It was a horrible day in Palatine, Illinois, a suburb of Chicago, in the winter of 1993 and it wasn’t just because of the weather. There was a robbery at the Brown’s Chicken franchise where the culprits escaped with a mere $2,000, leaving behind seven corpses and a piece of chicken with human saliva on it.
The case went cold for nine years until a woman told police that her boyfriend, Juan Luna, was involved. Sure enough, with DNA advances, the authorities were able to detect Mr. Luna’s DNA on a piece of frozen chicken and after a trial in 2007, he was convicted of seven murders, narrowly escaping the death penalty by a jury vote of 11-1.
Luna fingered his co-accused, James Degorski, who was also arrested for the murders and upon arriving at the Cook County Jail was severely beaten by jail guard and Cook County deputy, Thomas Wilson.
Mr. Degorski suffered serious facial fractures requiring the insertion of two metal plates in his face. He was also convicted and sentenced to life in prison with no possibility of parole in 2009.

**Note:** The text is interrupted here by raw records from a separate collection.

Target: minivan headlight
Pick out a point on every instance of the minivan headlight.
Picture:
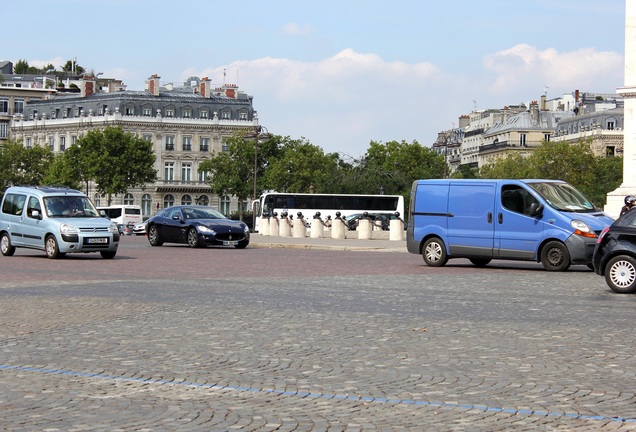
(68, 229)
(582, 229)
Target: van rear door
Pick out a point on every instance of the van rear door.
(471, 230)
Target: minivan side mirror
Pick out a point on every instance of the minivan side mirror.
(536, 209)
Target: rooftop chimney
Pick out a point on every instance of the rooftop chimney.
(204, 87)
(153, 85)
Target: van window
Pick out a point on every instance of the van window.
(13, 204)
(517, 199)
(34, 204)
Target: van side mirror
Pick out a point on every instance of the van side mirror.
(536, 209)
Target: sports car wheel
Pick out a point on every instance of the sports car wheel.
(153, 236)
(620, 274)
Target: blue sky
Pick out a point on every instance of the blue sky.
(339, 73)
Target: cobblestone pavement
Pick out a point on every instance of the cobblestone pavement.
(279, 339)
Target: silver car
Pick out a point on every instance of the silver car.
(56, 220)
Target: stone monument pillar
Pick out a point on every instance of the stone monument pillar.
(615, 199)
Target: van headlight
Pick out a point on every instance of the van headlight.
(582, 229)
(68, 229)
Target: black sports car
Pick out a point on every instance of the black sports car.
(197, 226)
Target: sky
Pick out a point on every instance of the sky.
(338, 73)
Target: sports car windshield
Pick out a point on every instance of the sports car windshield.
(202, 213)
(564, 197)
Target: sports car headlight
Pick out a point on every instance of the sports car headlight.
(68, 229)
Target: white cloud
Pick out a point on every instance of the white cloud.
(295, 29)
(586, 69)
(343, 102)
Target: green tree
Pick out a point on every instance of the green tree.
(231, 172)
(21, 67)
(297, 166)
(72, 67)
(395, 165)
(115, 160)
(22, 165)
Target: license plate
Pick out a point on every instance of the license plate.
(99, 240)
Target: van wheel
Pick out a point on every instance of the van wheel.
(51, 248)
(555, 256)
(6, 247)
(620, 274)
(480, 262)
(434, 252)
(153, 236)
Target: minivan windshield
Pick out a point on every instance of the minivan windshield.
(563, 197)
(69, 206)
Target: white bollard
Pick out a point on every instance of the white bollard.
(285, 227)
(338, 229)
(263, 228)
(299, 229)
(316, 228)
(364, 229)
(396, 230)
(273, 226)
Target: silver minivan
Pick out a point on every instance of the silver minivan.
(56, 220)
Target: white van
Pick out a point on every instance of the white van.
(123, 214)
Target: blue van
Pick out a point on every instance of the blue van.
(546, 221)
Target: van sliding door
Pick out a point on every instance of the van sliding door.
(471, 221)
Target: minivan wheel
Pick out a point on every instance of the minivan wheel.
(620, 274)
(51, 248)
(434, 252)
(6, 247)
(555, 256)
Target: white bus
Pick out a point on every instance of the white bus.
(326, 204)
(123, 214)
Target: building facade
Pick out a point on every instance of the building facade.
(186, 126)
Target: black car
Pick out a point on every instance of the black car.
(196, 226)
(615, 254)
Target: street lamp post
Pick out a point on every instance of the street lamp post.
(260, 134)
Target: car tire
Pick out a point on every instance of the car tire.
(555, 256)
(434, 252)
(193, 238)
(620, 274)
(51, 247)
(153, 236)
(480, 262)
(6, 247)
(242, 245)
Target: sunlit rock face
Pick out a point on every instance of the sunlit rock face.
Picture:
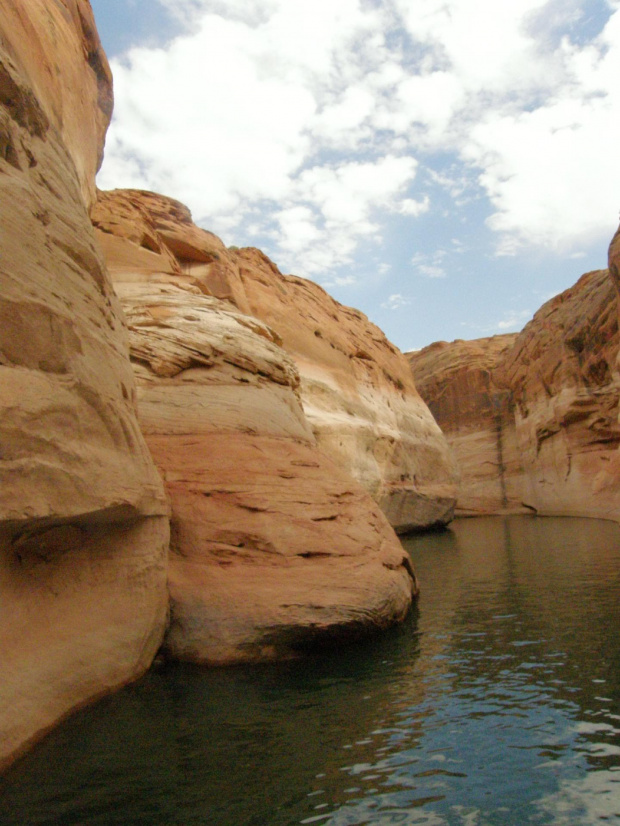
(356, 387)
(274, 547)
(358, 395)
(83, 525)
(553, 394)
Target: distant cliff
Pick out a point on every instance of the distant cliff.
(286, 431)
(533, 418)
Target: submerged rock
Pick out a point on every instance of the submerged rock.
(83, 515)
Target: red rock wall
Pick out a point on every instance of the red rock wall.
(83, 515)
(274, 547)
(356, 387)
(533, 418)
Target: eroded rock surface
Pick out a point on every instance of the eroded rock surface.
(457, 381)
(274, 547)
(83, 527)
(356, 388)
(549, 399)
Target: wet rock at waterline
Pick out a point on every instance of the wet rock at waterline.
(83, 515)
(541, 406)
(274, 547)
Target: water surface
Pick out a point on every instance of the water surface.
(496, 704)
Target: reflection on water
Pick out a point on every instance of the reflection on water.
(497, 704)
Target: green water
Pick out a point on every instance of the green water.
(496, 704)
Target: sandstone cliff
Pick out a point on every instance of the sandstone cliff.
(274, 547)
(457, 381)
(356, 388)
(547, 400)
(83, 527)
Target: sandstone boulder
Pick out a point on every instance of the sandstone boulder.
(83, 525)
(274, 548)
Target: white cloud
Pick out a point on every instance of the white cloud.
(431, 271)
(303, 121)
(430, 266)
(395, 302)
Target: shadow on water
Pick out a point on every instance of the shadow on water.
(496, 704)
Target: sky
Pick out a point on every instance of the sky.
(445, 166)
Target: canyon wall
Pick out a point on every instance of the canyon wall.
(457, 381)
(541, 407)
(356, 389)
(83, 514)
(274, 547)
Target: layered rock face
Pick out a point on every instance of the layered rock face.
(83, 526)
(356, 388)
(553, 397)
(457, 381)
(273, 546)
(358, 395)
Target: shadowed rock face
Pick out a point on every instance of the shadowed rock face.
(356, 388)
(457, 381)
(83, 527)
(274, 547)
(547, 399)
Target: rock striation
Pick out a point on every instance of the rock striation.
(458, 382)
(358, 395)
(274, 547)
(83, 514)
(547, 398)
(356, 389)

Guard Wilson took a leave and two years later was fired by Cook County, but not before his acquittal for assault causing bodily harm on the basis of self-defence.
Nonetheless, Mr. Degorski sued Cook County and Mr. Wilson in a civil suit seeking damages and compensation for his injuries, a case that saw a jury award this week of almost half a million dollars in his favour.
The jury obviously didn’t believe that Thomas Wilson struck Mr. Degorski in self-defence and despite protestations by Wilson’s lawyer, were not told he had murdered seven people, two store owners, and five employees ages 16 to 46 years old. They were told, however, that he was a convicted murderer.
To say that the families of the victims are unhappy with Degorski’s windfall is an understatement. However, they can take some comfort in the knowledge that Mr. Wilson’s lawyer has agreed to represent each one of the victims’ families for free by filing wrongful death actions against Degorski seeking compensation.
As well, the law in Illinois provides that if an inmate has money, the State can take all funds, with the exception of $15,000, to pay for the prisoner’s expenses for room and board.
What seems like a dangerous precedent is simply the mechanics of the civil law which provides compensation for injured persons, even if they are mass murderers.
As for Brown’s, the store closed after the murders, and almost 100 more franchises in the Chicago area went under after the unspeakable events of January 1993.